Asl Napoli 2 Nord. Assistenza ai diabetici, Aspat: “Disagi e liste di attesa per 58 mila pazienti”

Asl Napoli 2 Nord. Assistenza ai diabetici, Aspat: “Disagi e liste di attesa per 58 mila pazienti”

Asl Napoli 2 Nord. Assistenza ai diabetici, Aspat: “Disagi e liste di attesa per 58 mila pazienti”
L’associazione della sanità privata accreditata territoriale chiede alla Regione di portare a conclusione l’accreditamento, revocato da un anno, dei centri “che per 10 anni hanno garantito assistenza”. “Su 11 centri autorizzati e in attesa di accreditamento, ad oggi la Asl ha attrezzato solo tre ambulatori pubblici”, contesta l’Aspat.

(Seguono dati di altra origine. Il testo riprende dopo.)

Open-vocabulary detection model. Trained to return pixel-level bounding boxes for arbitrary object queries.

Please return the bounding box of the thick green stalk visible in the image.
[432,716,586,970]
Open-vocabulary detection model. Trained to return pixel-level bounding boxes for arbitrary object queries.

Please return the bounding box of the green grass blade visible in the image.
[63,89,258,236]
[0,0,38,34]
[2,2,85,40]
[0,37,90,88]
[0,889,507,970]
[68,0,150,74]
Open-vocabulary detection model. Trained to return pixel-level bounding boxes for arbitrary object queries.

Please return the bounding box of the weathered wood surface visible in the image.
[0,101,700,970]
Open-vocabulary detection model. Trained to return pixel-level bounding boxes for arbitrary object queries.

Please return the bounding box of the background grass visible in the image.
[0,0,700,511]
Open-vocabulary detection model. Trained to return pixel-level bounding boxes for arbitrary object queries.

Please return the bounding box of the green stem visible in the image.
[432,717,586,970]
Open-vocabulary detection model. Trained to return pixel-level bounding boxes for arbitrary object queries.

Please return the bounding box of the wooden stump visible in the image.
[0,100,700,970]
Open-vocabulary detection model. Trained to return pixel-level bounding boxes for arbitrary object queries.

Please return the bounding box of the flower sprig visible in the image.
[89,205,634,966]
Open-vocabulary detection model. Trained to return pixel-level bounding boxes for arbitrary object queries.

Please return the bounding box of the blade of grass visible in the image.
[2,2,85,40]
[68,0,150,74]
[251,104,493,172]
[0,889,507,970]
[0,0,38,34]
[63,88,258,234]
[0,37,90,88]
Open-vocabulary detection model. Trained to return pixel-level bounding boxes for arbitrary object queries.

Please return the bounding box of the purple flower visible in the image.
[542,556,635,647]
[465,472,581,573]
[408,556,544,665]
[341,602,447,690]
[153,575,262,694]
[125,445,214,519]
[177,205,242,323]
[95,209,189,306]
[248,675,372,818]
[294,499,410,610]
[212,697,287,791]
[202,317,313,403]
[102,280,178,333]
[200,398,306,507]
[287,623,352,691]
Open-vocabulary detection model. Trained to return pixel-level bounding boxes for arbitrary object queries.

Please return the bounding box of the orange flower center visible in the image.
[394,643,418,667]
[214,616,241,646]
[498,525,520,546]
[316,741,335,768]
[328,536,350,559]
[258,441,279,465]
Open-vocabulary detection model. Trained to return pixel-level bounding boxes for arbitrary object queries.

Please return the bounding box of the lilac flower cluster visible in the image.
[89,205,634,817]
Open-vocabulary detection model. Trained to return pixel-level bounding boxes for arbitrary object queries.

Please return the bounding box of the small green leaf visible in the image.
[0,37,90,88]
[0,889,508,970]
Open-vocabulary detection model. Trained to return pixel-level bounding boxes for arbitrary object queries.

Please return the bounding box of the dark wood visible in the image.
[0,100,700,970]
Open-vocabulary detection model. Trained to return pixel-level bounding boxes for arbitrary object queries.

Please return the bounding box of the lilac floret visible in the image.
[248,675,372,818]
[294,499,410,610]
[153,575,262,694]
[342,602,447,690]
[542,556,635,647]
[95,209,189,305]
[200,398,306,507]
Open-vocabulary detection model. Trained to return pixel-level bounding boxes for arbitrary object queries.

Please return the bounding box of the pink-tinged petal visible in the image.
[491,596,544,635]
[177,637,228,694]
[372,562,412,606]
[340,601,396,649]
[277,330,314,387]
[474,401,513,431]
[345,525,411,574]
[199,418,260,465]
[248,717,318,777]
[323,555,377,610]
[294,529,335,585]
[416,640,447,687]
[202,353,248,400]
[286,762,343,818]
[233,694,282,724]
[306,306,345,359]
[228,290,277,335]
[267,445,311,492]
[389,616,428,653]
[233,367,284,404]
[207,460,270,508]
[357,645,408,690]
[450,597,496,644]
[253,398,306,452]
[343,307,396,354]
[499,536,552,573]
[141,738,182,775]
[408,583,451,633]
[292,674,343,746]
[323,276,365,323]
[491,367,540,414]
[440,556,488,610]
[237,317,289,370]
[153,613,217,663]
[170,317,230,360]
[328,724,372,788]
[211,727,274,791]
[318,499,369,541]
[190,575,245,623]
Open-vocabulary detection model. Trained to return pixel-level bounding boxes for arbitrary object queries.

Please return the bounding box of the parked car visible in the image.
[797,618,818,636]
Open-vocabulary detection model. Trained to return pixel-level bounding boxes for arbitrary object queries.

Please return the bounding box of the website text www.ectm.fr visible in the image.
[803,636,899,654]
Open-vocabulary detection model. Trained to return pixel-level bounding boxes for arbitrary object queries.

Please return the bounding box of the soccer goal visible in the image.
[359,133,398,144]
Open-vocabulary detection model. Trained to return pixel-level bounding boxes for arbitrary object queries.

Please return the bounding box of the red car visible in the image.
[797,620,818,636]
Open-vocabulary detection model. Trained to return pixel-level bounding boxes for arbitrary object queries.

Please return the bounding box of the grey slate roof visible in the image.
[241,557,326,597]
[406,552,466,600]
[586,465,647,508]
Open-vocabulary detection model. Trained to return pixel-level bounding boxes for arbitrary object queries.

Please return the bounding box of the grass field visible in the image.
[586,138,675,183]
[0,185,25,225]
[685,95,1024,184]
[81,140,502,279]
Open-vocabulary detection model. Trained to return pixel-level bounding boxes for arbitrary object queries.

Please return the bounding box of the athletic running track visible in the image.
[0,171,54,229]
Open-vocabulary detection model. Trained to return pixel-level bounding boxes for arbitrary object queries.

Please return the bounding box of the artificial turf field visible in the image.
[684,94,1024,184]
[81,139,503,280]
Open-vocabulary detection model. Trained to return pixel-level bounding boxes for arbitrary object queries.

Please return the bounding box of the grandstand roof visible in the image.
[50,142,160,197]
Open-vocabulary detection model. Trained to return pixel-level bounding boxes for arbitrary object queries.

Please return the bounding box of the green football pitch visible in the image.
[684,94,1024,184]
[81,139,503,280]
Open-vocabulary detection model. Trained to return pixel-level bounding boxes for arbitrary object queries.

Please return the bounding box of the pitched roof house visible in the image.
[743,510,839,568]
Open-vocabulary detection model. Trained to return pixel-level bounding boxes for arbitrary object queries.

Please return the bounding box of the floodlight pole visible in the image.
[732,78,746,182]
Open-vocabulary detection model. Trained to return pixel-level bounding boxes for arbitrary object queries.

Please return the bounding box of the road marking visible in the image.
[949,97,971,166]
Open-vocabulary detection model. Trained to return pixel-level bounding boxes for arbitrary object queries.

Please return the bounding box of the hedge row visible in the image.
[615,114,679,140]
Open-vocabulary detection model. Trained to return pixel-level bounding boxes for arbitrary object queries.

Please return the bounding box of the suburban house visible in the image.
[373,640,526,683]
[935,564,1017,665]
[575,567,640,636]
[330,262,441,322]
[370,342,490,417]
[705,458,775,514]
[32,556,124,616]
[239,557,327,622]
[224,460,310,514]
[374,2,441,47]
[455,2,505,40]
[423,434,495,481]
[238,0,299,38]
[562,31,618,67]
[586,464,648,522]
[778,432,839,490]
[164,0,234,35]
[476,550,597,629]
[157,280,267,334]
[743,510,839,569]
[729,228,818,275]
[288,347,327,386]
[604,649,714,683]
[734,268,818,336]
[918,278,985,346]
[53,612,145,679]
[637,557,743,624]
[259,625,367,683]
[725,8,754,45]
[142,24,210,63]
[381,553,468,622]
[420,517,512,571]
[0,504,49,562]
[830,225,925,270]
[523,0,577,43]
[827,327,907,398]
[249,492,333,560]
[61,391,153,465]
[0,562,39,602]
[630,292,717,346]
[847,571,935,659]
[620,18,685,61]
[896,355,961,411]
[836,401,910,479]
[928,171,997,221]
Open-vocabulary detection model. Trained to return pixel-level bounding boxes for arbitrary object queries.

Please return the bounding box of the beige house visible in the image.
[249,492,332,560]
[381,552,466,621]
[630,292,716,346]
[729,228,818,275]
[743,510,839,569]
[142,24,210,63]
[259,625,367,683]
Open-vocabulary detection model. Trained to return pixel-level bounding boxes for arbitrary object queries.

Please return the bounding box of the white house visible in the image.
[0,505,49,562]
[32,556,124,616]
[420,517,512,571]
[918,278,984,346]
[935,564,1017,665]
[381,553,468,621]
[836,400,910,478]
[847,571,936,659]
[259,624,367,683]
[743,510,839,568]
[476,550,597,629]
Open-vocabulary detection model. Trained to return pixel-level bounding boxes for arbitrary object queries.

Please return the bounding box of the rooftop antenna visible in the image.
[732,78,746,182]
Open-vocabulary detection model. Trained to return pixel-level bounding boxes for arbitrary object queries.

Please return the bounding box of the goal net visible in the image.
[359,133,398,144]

Crisi dell’assistenza diabetologica sul territorio della Asl Napoli 2 Nord: “I 58 mila pazienti diabetici della Asl, a un anno dalla revoca, da parte dell’azienda, del contratto di servizio con i centri privati autorizzati che avevano in carico circa 12 mila pazienti, lamentano quotidianamente disagi e vuoti assistenziali presso i centri ambulatoriali nel frattempo allestiti  nei distretti”. A denunciarlo è l’Aspat, associazione di categoria della sanità privata accreditata.

“Su 11 centri autorizzati e in attesa di accreditamento che a 360° erano dedicati all’assistenza ai diabetici del territorio – afferma l’Aspat in una nota – oggi la Asl ha attrezzato solo tre ambulatori pubblici a Pozzuoli, Marano e Frattamaggiore dove si scontano liste di attesa, parcellizzazione dei servizi e mancanza in un unico luogo di servizi che un tempo assicuravano dalle analisi di laboratorio, al Piede diabetico, alle branche specialistiche di oculistica, cardiologia e chirurgia vascolare peraltro con costi molto superiori a quelli dei contratti di servizio un tempo in essere. Oggi le ore di specialistica ambulatoriale attivate sono una delle voci di spesa che assorbono per soli tre centri pubblici incompleti nell’offerta assistenziale un costo superiore al budget un tempo assegnato a 12 centri autorizzati e contrattualizzati con la Asl in una integrazione pubblico privato, in chiave di efficienza ed economicità che ha precisi riscontri nella legge. I centri pubblici, tra l’altro, sembrerebbero addirittura privi anche delle certificazioni di accreditamento e dei decreti di autorizzazione sindacale alla realizzazione e all’esercizio dell’attività sanitaria”.

L’Aspat invita alla Regione di concludere il procedimento non più differibile” concernente l’istituzione degli 11 presidi antidiabete previsti in base alle indicazioni della delibera regionale n. 330 del 2016 calcolate in base alla popolazione residente. “Tutte le Asl hanno completato il procedimento di accreditamento alla scadenza dell’ottobre del 2014. Ora occorre che la commissione regionale provveda alla definizione conclusiva dell’offerta pubblica e privata per l’assistenza diabetologica territoriale di II livello”.

“Chiediamo – ribadisce l’Aspat – il rilascio del titolo di accreditamento definitivo per le strutture preesistenti che hanno negli ultimi 10 anni assicurato l’assistenza diabetologia sul territorio e faremo accesso sistematico agli atti amministrativi adottati dalla Asl nell’ambito della istituzione di nuovi presidi dia assistenza diabetologica pubblica procedendo con accesso agli atti, richiesta risarcimento danni, denuncia alla Corte dei conti e richiesta delle certificazioni e autorizzazioni alla realizzazione all’esercizio dei centri antidiabete che l’Asl Napoli 2 nord ha attivato presso l’ospedale di Pozzuoli e nei distretti”.